# Masticatory Muscle Myositis (MMM)



## FortheloveofBuckeye (Mar 11, 2010)

Hello everyone, hope you and your fluffs are doing well.

For the past 5-6 weeks, my Buckeye's behavior has been odd. First thing we noticed is that he'd yelp out at random times, and when we'd look to see what was wrong, he'd be standing there with his toy just looking at me (he'd been playing with his toy at the time). At other times he'd wimper here and there. We then noticed that he no longer was interested in his Greenies, something you couldn't give to him fast enough in the past. He'd take it but then drop it and never eat it. So knowing something was obviously wrong, I took him to the vet. She examined his mouth, etc. but could find anything. Suggested I take him home and keep a close eye on him. About a week passed, and I noticed that he'd become lethargic, not really as energetic as usual, not playing with his toys and just laying around for the most part. At one point, he didn't even get up to follow me when I left the room and that NEVER happens - ever! He also abruptly stopped eating his food (dry), last Thursday and will not eat anything crunchy...things he devoured before. I gave him his food as I usually do, he didn't touch it..so later on, around 2pm, I went home to check on him and he still hadn't touched his food. I also noticed that his right eye was VERY red and has mucus in the corner of it. I immediately called the vet, took him in that day, and they diagnosed him with conjunctivitis. He was put on an anti-inflammatory medicine, as well as an antibiotic and an eye gel. I also had blood work done and it was found that his white blood cells were elavated, which indicated inflammation somewhere. It was thought (hoped) that this was from the eye infection only.

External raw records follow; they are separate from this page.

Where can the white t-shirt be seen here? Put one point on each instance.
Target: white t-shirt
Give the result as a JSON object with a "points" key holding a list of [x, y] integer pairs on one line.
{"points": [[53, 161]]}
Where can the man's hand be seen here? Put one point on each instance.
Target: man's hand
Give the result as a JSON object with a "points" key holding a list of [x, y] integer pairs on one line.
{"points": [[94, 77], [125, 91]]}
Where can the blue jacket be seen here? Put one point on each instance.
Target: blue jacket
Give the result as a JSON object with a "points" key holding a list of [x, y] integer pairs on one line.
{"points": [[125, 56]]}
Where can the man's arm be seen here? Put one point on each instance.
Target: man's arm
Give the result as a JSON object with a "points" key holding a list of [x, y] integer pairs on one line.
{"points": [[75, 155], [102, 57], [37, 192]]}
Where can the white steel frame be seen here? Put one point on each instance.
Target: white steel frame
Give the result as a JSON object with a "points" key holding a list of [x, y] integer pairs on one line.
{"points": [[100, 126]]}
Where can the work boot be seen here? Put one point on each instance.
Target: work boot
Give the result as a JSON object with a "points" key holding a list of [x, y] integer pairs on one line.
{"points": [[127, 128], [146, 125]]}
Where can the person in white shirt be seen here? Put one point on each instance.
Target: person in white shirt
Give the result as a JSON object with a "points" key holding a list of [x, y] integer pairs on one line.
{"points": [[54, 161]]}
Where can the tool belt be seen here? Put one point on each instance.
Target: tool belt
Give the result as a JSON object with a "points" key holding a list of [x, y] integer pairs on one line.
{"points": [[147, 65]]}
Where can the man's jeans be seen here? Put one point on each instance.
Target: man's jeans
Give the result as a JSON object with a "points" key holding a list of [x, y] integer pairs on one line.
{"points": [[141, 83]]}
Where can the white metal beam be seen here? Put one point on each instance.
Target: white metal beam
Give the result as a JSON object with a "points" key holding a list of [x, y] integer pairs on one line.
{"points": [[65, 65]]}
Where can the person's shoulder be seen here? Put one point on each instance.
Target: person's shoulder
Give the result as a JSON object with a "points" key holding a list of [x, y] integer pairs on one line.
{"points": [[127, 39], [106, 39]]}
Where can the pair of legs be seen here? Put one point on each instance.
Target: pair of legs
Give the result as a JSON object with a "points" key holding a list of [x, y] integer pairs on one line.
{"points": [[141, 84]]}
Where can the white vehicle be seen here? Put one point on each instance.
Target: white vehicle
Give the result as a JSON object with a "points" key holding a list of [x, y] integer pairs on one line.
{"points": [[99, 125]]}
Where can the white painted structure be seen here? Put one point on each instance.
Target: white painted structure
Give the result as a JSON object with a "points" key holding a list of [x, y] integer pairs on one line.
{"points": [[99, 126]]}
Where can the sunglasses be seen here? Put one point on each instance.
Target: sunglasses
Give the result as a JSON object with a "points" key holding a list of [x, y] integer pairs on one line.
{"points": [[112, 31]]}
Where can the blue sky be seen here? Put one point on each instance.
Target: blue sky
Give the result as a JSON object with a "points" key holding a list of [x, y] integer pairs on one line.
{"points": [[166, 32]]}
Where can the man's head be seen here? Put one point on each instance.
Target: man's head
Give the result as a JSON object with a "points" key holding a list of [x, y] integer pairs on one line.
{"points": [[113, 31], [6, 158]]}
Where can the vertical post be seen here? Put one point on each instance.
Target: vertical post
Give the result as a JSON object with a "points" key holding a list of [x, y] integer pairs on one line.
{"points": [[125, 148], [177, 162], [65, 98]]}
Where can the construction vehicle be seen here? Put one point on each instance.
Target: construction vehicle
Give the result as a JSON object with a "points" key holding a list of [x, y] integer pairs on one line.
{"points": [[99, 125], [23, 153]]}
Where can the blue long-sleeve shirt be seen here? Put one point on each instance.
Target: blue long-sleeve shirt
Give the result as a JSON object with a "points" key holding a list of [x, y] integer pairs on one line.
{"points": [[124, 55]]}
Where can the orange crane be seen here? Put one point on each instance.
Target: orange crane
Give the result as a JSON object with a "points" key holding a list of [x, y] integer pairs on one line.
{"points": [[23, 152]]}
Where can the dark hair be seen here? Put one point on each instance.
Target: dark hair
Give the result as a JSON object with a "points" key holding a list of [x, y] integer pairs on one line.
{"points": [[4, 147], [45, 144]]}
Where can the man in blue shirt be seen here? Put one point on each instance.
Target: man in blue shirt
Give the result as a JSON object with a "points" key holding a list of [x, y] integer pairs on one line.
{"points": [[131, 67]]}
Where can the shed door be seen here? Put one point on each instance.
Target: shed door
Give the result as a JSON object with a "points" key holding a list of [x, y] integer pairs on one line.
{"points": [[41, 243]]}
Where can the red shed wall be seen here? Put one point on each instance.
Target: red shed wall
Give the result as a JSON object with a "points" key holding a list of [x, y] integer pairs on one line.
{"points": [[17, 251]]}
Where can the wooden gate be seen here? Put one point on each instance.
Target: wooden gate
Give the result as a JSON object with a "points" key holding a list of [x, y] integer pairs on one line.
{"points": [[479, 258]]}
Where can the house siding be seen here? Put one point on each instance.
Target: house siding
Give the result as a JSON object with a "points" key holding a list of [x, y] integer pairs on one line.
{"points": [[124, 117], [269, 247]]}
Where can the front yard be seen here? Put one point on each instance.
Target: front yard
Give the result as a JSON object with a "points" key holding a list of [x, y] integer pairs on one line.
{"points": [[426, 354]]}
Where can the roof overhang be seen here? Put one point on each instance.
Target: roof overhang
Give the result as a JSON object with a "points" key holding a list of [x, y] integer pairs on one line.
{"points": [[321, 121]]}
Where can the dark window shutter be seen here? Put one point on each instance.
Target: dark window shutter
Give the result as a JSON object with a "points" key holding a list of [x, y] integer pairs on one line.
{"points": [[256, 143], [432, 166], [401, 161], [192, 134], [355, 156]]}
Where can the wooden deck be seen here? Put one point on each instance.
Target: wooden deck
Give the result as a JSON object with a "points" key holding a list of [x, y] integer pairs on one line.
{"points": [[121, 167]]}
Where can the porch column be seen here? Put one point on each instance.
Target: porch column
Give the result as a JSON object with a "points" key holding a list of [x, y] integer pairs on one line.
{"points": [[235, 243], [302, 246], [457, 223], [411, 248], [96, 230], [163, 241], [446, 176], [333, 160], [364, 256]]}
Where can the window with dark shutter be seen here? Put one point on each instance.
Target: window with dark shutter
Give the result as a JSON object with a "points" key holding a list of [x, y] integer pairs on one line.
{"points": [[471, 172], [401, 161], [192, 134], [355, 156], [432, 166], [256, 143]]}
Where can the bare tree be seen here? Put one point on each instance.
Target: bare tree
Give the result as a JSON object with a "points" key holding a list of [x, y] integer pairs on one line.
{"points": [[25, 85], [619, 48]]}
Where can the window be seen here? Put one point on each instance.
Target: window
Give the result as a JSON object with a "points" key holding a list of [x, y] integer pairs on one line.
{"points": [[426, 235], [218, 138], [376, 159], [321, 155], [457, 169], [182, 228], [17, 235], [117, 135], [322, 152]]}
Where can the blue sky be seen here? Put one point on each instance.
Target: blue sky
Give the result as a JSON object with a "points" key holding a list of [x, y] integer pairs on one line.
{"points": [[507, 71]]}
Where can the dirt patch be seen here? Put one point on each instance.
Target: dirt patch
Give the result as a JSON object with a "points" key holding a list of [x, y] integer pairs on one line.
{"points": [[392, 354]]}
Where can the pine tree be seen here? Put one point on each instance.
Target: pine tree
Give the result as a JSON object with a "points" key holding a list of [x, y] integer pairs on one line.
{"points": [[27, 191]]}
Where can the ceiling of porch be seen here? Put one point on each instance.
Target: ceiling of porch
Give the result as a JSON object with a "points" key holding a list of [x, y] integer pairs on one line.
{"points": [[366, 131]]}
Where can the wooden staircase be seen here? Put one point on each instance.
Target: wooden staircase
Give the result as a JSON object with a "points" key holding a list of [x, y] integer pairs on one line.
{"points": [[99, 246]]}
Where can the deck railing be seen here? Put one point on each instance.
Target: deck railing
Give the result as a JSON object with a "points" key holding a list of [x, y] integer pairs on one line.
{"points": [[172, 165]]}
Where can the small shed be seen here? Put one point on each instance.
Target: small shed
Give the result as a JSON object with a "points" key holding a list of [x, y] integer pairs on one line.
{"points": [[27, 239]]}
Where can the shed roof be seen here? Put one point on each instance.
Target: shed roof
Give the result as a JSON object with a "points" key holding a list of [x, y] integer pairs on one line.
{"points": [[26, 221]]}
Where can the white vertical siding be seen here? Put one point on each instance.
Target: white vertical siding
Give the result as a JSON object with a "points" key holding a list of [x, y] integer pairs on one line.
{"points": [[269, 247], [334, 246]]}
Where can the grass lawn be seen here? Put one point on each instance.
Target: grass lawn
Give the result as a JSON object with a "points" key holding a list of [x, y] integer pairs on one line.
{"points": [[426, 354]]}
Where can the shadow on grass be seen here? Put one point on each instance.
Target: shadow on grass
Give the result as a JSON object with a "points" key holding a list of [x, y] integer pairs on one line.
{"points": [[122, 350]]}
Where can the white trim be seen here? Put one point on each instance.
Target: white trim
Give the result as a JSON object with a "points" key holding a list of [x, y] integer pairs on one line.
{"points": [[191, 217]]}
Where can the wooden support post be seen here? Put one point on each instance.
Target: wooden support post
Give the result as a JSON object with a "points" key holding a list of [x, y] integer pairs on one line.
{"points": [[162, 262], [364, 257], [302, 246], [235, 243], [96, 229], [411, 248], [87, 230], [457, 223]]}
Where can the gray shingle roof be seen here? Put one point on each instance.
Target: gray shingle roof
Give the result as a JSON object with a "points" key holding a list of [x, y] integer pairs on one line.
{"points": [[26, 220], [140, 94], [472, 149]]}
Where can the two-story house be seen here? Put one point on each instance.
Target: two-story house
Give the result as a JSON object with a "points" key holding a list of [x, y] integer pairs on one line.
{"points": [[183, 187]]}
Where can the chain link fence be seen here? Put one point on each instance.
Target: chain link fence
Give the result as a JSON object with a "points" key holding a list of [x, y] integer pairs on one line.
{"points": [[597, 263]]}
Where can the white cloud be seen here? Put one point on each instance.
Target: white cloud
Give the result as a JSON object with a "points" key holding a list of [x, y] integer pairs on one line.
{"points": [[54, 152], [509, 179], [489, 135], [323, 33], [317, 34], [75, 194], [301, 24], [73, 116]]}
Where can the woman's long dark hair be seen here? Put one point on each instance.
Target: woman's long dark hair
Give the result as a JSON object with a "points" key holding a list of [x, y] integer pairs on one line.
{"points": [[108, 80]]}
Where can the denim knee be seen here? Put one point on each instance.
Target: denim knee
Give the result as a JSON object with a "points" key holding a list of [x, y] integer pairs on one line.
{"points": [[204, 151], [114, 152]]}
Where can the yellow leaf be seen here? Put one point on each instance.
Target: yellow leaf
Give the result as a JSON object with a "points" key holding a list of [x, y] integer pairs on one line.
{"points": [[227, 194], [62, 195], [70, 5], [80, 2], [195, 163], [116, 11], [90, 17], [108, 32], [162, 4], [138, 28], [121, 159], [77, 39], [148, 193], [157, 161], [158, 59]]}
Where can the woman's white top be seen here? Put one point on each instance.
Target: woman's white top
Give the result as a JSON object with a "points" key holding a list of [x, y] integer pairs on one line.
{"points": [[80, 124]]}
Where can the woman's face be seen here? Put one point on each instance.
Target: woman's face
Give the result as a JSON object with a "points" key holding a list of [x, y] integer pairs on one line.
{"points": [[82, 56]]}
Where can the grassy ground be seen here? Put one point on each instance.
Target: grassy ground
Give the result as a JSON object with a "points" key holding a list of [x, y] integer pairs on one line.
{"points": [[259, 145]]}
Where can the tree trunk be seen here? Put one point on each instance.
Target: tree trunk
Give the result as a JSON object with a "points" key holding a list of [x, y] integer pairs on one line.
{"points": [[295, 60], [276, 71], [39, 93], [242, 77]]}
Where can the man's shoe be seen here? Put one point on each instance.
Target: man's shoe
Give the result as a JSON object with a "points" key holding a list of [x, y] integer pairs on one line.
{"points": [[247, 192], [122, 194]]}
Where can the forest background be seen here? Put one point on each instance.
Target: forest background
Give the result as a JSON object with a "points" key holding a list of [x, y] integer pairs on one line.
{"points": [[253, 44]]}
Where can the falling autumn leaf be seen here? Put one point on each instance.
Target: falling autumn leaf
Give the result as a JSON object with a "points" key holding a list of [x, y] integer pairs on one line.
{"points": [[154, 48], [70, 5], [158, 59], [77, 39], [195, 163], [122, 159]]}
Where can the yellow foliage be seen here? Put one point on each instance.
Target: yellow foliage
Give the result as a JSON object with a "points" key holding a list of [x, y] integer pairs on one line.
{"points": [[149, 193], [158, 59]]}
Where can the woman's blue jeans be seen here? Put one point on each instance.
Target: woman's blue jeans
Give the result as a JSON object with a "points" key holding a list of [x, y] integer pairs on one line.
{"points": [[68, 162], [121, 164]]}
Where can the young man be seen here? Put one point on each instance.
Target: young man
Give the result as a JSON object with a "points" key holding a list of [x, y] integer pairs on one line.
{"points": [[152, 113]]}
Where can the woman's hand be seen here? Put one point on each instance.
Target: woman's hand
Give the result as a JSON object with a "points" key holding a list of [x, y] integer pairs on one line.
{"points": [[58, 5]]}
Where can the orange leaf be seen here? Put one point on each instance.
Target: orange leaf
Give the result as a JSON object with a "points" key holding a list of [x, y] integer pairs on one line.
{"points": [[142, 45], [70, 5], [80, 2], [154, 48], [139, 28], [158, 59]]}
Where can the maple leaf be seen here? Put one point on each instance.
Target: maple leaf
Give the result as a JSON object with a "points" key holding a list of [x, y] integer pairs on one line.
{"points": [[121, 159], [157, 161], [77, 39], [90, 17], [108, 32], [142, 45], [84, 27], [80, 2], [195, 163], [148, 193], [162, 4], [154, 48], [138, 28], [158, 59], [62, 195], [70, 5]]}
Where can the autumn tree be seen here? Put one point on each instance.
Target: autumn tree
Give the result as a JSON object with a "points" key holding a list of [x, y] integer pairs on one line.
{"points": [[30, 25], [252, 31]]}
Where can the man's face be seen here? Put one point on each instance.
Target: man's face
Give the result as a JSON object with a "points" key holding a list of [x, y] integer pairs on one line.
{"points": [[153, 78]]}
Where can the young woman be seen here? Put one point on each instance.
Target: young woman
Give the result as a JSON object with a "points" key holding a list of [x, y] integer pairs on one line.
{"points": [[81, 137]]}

Thought all was well, eye was clearing up after a few days on meds, etc. I had also bought him some canned food since he wouldn't eat his normal dry food. He barely eats it either, even though he eats it more than the dry. Energy level remained the same and he just isn't my usual energetic baby. So yesterday I called the vet again and dropped him off before I went to work since there were no open appts but they were anxious to get him back in. Well after about 4 hours I get a call from the vet and they suspect that Buckeye has an acute case of something called Masticatory Muscle Myositis...based on his history of not eating, not wanting to eat his usual crunchy food/treats, etc., and the fact that they could not open his mouth but 20% of what it's supposed to. This would also make sense in terms of him not wanting to eat crunchy things, mouth hurting when he plays with his toys (hence the yelping). They did another blood test today to see if there are antibodies present which would be the case with MMM...results won't be back until next week (those antibodies attack the jaw muscles - which of course cause pain - dogs with a chronic case of MMM can't even open their mouths). MMM can also cause conjunctivitis...which probably explains why he developed it. 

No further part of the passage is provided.